Nel corso del 2023, la difficoltà dei fornitori di modelli di intelligenza artificiale generativa nell'implementare in modo adeguato i diritti degli utenti in materia di protezione dei dati personali è stata particolarmente evidente. Tra i tredici modelli analizzati, ben nove facevano riferimento al GDPR nelle loro politiche sulla privacy (quando presenti), ma solo sette menzionavano esplicitamente il California Consumer Privacy Act (CCPA), la legge californiana che regola la protezione dei dati personali. Il servizio LENSA, un'applicazione russa, si distingue in questo contesto per la sua notifica speciale per la California e la raccolta dei dati, mostrando una maggiore attenzione verso la privacy degli utenti rispetto ad altri modelli.

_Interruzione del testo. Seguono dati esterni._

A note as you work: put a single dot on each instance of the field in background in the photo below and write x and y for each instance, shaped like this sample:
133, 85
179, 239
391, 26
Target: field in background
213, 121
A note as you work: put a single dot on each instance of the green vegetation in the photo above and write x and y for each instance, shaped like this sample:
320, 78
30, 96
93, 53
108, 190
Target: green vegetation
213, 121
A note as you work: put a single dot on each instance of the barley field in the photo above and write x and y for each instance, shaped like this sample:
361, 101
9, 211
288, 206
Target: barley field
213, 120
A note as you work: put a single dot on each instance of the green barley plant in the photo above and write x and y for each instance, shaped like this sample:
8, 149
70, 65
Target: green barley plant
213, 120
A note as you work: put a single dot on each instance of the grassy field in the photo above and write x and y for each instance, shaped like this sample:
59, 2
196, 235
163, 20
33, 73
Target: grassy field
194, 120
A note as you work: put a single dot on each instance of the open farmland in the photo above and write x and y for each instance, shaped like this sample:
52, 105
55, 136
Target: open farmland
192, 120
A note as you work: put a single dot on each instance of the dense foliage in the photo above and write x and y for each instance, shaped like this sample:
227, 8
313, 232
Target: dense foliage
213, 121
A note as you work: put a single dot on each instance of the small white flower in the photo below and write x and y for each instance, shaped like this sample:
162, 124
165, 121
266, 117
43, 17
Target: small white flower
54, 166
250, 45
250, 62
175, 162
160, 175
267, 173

La trasparenza riguardo al trattamento dei dati personali è stata una questione fondamentale. I modelli di intelligenza artificiale generativa T2T analizzati offrivano almeno un indirizzo email come mezzo per consentire agli utenti di opporsi all'elaborazione dei propri dati o di richiederne la cancellazione. Tuttavia, la coerenza nelle politiche sulla privacy variava notevolmente tra i modelli. In molti casi, le clausole utilizzate dai fornitori erano standardizzate e non specificavano in modo chiaro le modalità di trattamento dei dati, lasciando in secondo piano questioni più delicate come la gestione dei dati provenienti dal web pubblico, utilizzati per addestrare i modelli.

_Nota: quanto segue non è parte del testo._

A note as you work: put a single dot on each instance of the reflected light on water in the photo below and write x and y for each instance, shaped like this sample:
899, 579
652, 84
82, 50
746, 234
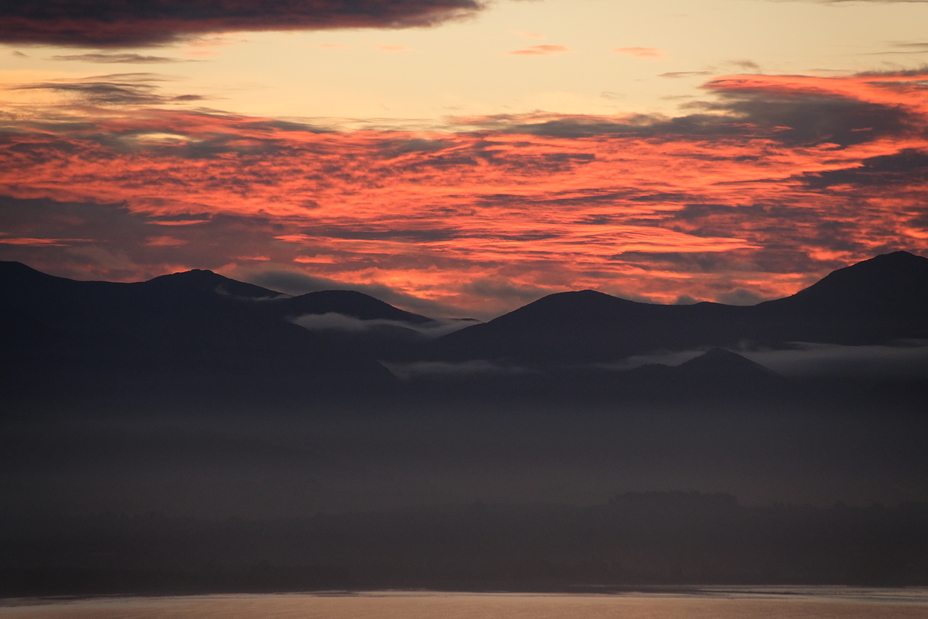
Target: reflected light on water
708, 602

Le politiche sulla privacy dei grandi fornitori, come Google, risultano particolarmente complesse da decifrare, in quanto si applicano a tutte le loro generative AI, e a volte a tutti i servizi offerti dall'azienda. Questo rende difficile capire quali dati vengano effettivamente trattati da ciascun modello e quali diritti specifici vengano garantiti agli utenti. Nonostante queste problematiche, la pressione delle autorità di protezione dei dati personali (DPA) e delle organizzazioni per la privacy, come la Federal Trade Commission (FTC) negli Stati Uniti, sta portando a un progressivo miglioramento delle politiche. A fine 2023, dodici su tredici modelli avevano aggiornato le loro politiche, includendo una maggiore attenzione ai diritti degli utenti, sebbene la maggior parte di essi offrisse ancora solo un indirizzo email come canale per la presentazione di reclami. Due modelli non offrivano nemmeno questa possibilità.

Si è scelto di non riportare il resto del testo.